Não é surpreendente ver entre os políticos as mais diversas contradições, mas Marco Feliciano (PSC) se supera. Em discurso na Comissão de Direitos Humanos da Câmara dos Deputados, ele afirmou:


"Cultura tem a ver com crença, arte, moral, lei e costumes. Não existe no nosso país uma religião que apoie o estupro, portanto não é crença. Não existe beleza no estupro, então não é arte. Não existe moral no estupro, e não há lei que apoie o estupro, tampouco o costume do estupro. Existe estupro? Existe. Existe no nosso país um bando de gente delinquente, sociopatas, psicopatas. Pessoas maltratadas no seio da sua família, com algum tipo de trauma”


Não bastasse isso, continua:


"Moro em uma casa com seis mulheres, minha mãe, minha esposa, minha sogra, minhas três filhas. E sempre ensinei às minhas mulheres que deem respeito para que sejam respeitadas."


Sem querer, Feliciano nos deu um exemplo perfeito de como funciona a cultura do estupro em nossa sociedade. Apesar de dizer que “cultura do estupro não existe”, afirma, logo em seguida que suas mulheres se dão o respeito, logo, são respeitadas. A consequência lógica dessa afirmação é: mulher que não se dão o respeito, não são respeitadas. Dentro do contexto do assunto, isso quer dizer que mulheres que foram estupradas assim o são porque não se deram o respeito.

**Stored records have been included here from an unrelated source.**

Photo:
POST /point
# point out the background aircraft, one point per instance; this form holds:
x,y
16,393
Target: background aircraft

O que Feliciano não entende – e ele não está sozinho nessa – é o que chamamos por cultura do estupro. E, com isso, não estamos afirmando que as pessoas abertamente defendam o estupro ou que mulheres sejam estupradas – apesar de que isso também ocorre -, mas que a cultura do estupro se materializa no imaginário social coletivo de forma bem mais sutil, como foi a fala do Feliciano.


Veja bem, um importante representante de um partido político afirmou em um discurso em plena Câmara dos Deputados que mulheres devem se dar o respeito para serem respeitadas. O próprio ponto de partida de um discurso político do tipo apenas reforça o quão institucionalizada está a cultura do estupro. Ademais, mostra também toda a ignorância sobre o assunto.

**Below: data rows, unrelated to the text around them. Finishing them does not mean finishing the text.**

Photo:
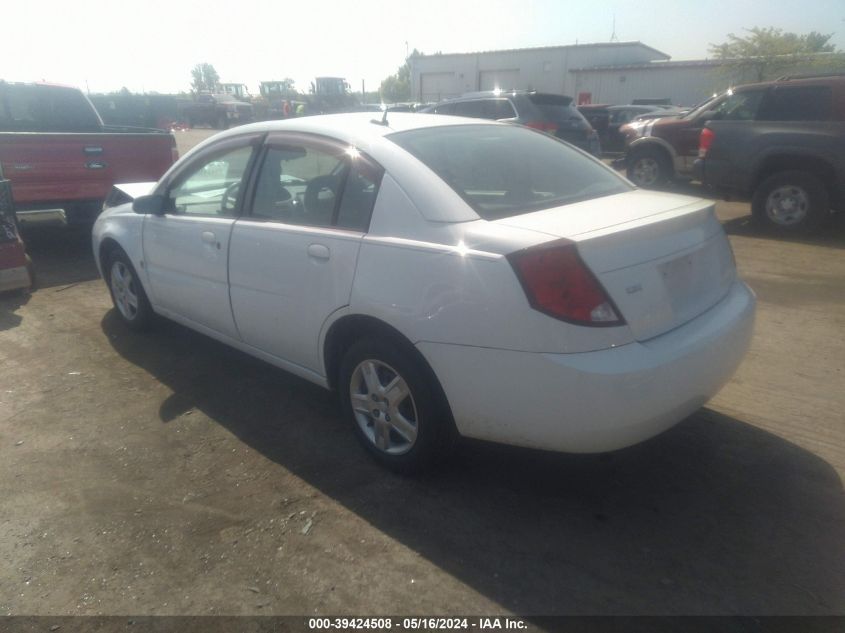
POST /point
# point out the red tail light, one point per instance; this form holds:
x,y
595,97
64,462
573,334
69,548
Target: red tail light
x,y
543,126
558,283
705,140
174,151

Feliciano diz que não existe religião, moral ou lei que apoie o estupro e, portanto, a cultura do estupro não existe. Em nosso livro #MeuAmigoSecreto: feminismo além das redes, abordamos o tema em um capítulo específico intitulado “Cultura do estupro: uma forma de violência simbólica”, onde falamos sobre essas contradições sociais. Por exemplo, Feliciano não apoia diretamente o estupro, mas acredita que “mulher que não se dá o respeito não merece respeito”, e isso serve como justificativa para o respaldo social do estupro. É só ver, por exemplo, a reação social ao estupro coletivo da menina do Rio de Janeiro, que ganhou amplo destaque nos noticiários nacionais. A vítima teve seu passado revirado, em busca de detalhes da sua vida que pudessem explicar o porquê de ter sido vítima, afinal, se ela não foi respeitada – tendo sido estuprada - é porque não se deu o respeito. Logo, surgem comentários como “ela dá pra todo mundo”, “ela estava em um baile funk”, “ela gosta de suruba”, entre outros.

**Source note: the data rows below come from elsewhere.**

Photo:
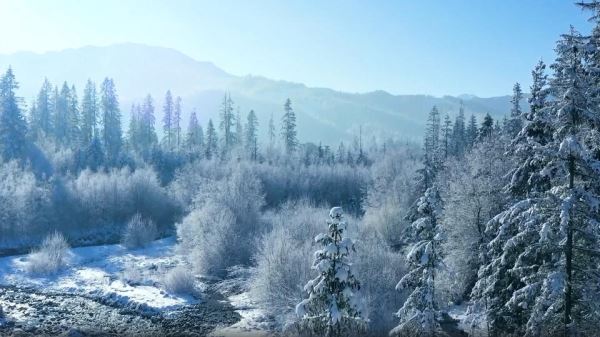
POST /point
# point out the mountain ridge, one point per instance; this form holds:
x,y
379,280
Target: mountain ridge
x,y
324,114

Assim, apesar de não haver o endosso ao estupro, a fala do Feliciano contribui pra perpetuação da cultura do estupro. Quando vemos esse tipo de discurso sendo proferido numa Câmara Legislativa, nos damos conta da dimensão do problema. Institucionalizada e naturalizada, a cultura do estupro se mantém sendo propagada na Câmara, na mídia, no dia-dia. Até quando?